More about Gulf LNG America, LLC

Gulf is a Houston, Texas-based investment firm specializing in energy
investments, including projects in the Middle East. For further information
please contact:




Pamela E. Powers
Manager
Gulf LNG America, LLC
c/o Crest Investment Company
JP Morgan Chase Tower
600 Travis, Suite 6800
Houston, Texas 77002
Tel: (713) 222-6900
Fax: (713) 222-1614



About Range Energy Resources

Range Energy Resources has an indirect 24.95% working interest in a company with
an 80% interest in a production sharing contract governing the Khalakan Block in
the Kurdistan Region of Iraq. For further information on Range Energy Resources
Inc. (CNSX:RGO), please visit the Company's web site at
www.rangeenergyresources.com.


On Behalf of the Board of Directors:

Donald R. Sheldon, Chairman

THIS PRESS RELEASE, REQUIRED BY APPLICABLE CANADIAN LAWS, IS NOT FOR
DISTRIBUTION TO U.S. NEWS SERVICES OR FOR DISSEMINATION IN THE UNITED STATES,
AND DOES NOT CONSTITUTE AN OFFER OF THE SECURITIES DESCRIBED HEREIN. THESE
SECURITIES HAVE NOT BEEN REGISTERED UNDER THE UNITED STATES SECURITIES ACT OF
1933, AS AMENDED, OR ANY STATE SECURITIES LAWS, AND MAY NOT BE OFFERED OR SOLD
IN THE UNITED STATES OR TO U.S. PERSONS UNLESS REGISTERED OR EXEMPT THEREFROM.

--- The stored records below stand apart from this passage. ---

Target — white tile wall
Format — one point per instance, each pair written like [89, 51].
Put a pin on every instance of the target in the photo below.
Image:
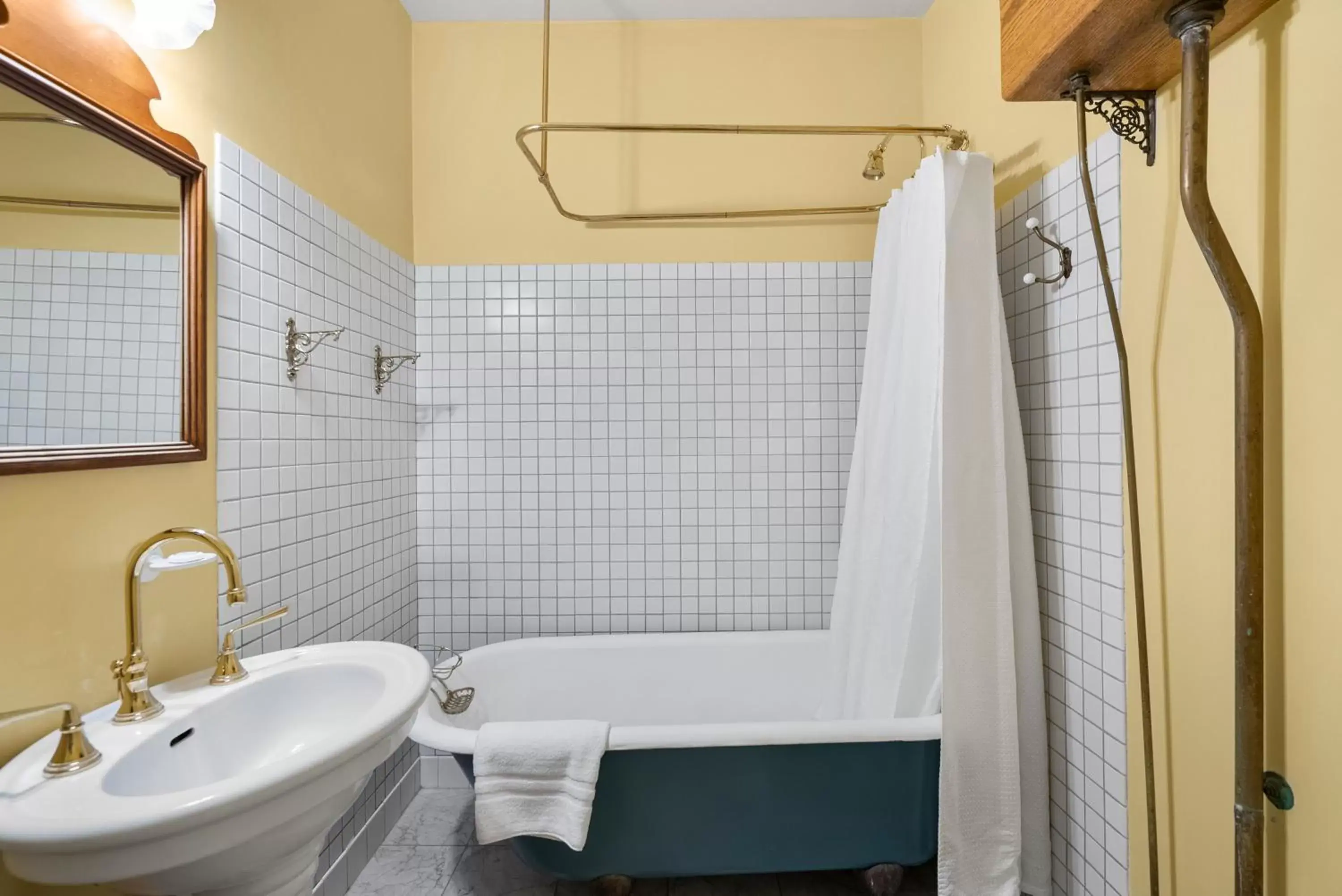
[316, 477]
[634, 447]
[90, 348]
[1070, 399]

This news release contains certain statements that may be deemed to include
"forward-looking information". Forward looking statements are statements that
are not historical facts and are generally, but not always, identified by the
words "expects", "plans", "anticipates", "believes", "intends", "estimates",
"projects", "potential" and similar expressions, or that events or conditions
"will", "would", "may", "could" or "should" occur. Although Range Energy
believes the expectations expressed in such forward-looking statements are based
on reasonable assumptions, such statements are not guarantees of future
performance and actual results may differ materially from those in forward
looking statements. Forward looking statements are based on the beliefs,
estimates and opinions of Range Energy's management on the date the statements
are made. Except as required by law, Range Energy Resources Inc. undertakes no
obligation to update these forward-looking statements in the event that
management's beliefs, estimates or opinions, or other factors, should change.